Come si alimentano le fake news: il 75% dei post è condiviso solo in base al titolo
È di qualche giorno fa la clamorosa notizia dell’annullamento delle elezioni presidenziali in Romania per sospette ingerenze russe avvenute in campagna elettorale attraverso la comunicazione avvenuta sui social, in particolare TikTok. La disinformazione online è sempre di più un serio problema in grado di impattare in maniera determinante sulle nostre vite. In pratica, è dimostrato il potere del web e dei social di orientare, se non di manipolare, la massa degli utenti. A confermare questa minaccia è una ricerca condotta da un team della Penn State University, i cui risultati sono stati pubblicati sulla rivista “Nature Human Behavior”. Dallo studio emerge che circa il 75% dei post condivisi sui social network viene rilanciato dagli utenti dopo averne consultato soltanto il titolo, senza leggere l’intero contenuto. Un dato che evidenzia in modo lampante uno dei principali meccanismi alla base della propagazione di fake news negli ecosistemi digitali, dove l’approfondimento sembra soccombere alla velocità e al coinvolgimento emotivo.

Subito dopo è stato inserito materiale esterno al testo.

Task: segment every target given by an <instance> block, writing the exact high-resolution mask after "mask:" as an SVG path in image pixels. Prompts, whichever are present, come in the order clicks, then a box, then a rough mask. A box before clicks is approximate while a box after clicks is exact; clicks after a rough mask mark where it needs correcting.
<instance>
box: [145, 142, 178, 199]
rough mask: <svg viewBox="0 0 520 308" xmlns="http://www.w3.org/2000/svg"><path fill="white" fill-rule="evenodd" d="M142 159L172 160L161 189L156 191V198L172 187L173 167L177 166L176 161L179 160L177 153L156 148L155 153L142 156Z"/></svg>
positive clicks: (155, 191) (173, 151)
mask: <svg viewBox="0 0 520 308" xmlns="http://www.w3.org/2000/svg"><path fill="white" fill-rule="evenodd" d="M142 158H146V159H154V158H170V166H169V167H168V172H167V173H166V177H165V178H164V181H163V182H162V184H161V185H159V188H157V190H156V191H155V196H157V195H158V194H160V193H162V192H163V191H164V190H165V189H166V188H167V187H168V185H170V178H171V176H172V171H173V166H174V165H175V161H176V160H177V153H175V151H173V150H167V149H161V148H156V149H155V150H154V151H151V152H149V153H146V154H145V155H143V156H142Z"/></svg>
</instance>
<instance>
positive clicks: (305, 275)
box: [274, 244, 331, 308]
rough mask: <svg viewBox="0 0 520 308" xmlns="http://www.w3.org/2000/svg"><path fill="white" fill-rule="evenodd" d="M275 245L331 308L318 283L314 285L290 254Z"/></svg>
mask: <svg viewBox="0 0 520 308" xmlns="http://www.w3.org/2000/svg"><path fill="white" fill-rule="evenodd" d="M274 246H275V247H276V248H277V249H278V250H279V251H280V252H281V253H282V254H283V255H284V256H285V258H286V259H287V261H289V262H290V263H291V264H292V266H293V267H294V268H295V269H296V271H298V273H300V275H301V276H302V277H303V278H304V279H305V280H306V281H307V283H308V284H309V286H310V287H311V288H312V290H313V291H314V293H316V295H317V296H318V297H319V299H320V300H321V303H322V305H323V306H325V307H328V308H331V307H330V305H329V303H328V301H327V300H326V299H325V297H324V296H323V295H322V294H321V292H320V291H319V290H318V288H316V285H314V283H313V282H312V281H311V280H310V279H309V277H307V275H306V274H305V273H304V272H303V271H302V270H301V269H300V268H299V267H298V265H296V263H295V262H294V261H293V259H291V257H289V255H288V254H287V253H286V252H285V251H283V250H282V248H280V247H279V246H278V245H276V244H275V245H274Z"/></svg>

Nel corso dello studio, i ricercatori hanno analizzato oltre 35 milioni di post scambiati nell’arco di quattro anni su Facebook, utilizzando un sistema d’Intelligenza Artificiale in grado di individuare non solo i contenuti ma anche il profilo di chi li condivide. Risultato: quando il titolo concorda con l’orientamento personale o politico di un utente, la probabilità che questi diffonda l’informazione senza verificarne l’autenticità aumenta sensibilmente. In altre parole, il coinvolgimento ideologico funziona come un propulsore per la condivisione rapida e acritica, rendendo assai più difficile frenare la circolazione di contenuti potenzialmente falsi o manipolatori.
La situazione appare ancora più preoccupante se si considerano le ultime stime internazionali sull’impatto della disinformazione. Secondo il “Digital News Report” 2023 del Reuters Institute, ad esempio, circa il 60% degli utenti in Europa – Italia compresa – ammette di avere difficoltà a distinguere i fatti dalle narrazioni distorte. Inoltre, l’Edelman Trust Barometer segnala che la fiducia nei media tradizionali è in diminuzione, mentre cresce la percezione di un diluvio informativo fatto di dicerie, costruzioni volutamente ingannevoli e propaganda mascherata da notizia. Tale scenario mina la qualità del dibattito pubblico, influisce sulle scelte politiche e perfino sulle decisioni di carattere sanitario o ambientale, con rischi tangibili per l’intera comunità.
Gli autori della ricerca pubblicata su “Nature Human Behavior” suggeriscono alcune possibili soluzioni. Una, di tipo tecnologico, prevede l’implementazione di sistemi di allerta: ad esempio, inviare un messaggio agli utenti che stanno per condividere un contenuto senza averlo aperto e, parallelamente, informare chi lo riceve circa la mancata lettura integrale da parte di chi l’ha diffuso. Tale strumento potrebbe scoraggiare la condivisione superficiale, spingendo le persone a dedicare un minimo di attenzione in più prima di rilanciare un contenuto. Un simile approccio non eliminerebbe del tutto le fake news, ma potrebbe limitarne la diffusione.
Tuttavia, l’aspetto tecnologico non basta. Diventa fondamentale un intervento sul piano culturale ed educativo, a partire dalle scuole. L’introduzione di programmi strutturati di media education, già raccomandata da molte istituzioni internazionali e nazionali, potrebbe fornire agli studenti competenze utili a riconoscere fonti attendibili, a verificare i dati e a non fermarsi alle prime impressioni evocate dal titolo di un articolo. In Italia, e in diversi Paesi europei, alcune iniziative pilota hanno mostrato la loro efficacia: laboratori in classe, corsi di formazione per insegnanti, workshop sui linguaggi giornalistici e sul funzionamento degli algoritmi stanno diventando esperienze sempre più comuni. L’obiettivo è formare generazioni capaci di leggere criticamente i contenuti e interpretare i messaggi, agendo come anticorpi contro la proliferazione di notizie infondate.
In ultima analisi, contrastare la diffusione delle fake news richiede una strategia integrata: da un lato l’adozione di soluzioni tecniche per rallentare la condivisione acritica, dall’altro un robusto impianto educativo in grado di forgiare cittadini digitali consapevoli. Se è vero che la velocità e l’immediatezza possono rendere seducente la disinformazione, altrettanto vero è che una cultura della verifica, alimentata fin dai banchi di scuola, rappresenta la chiave per un ecosistema informativo più affidabile e responsabile.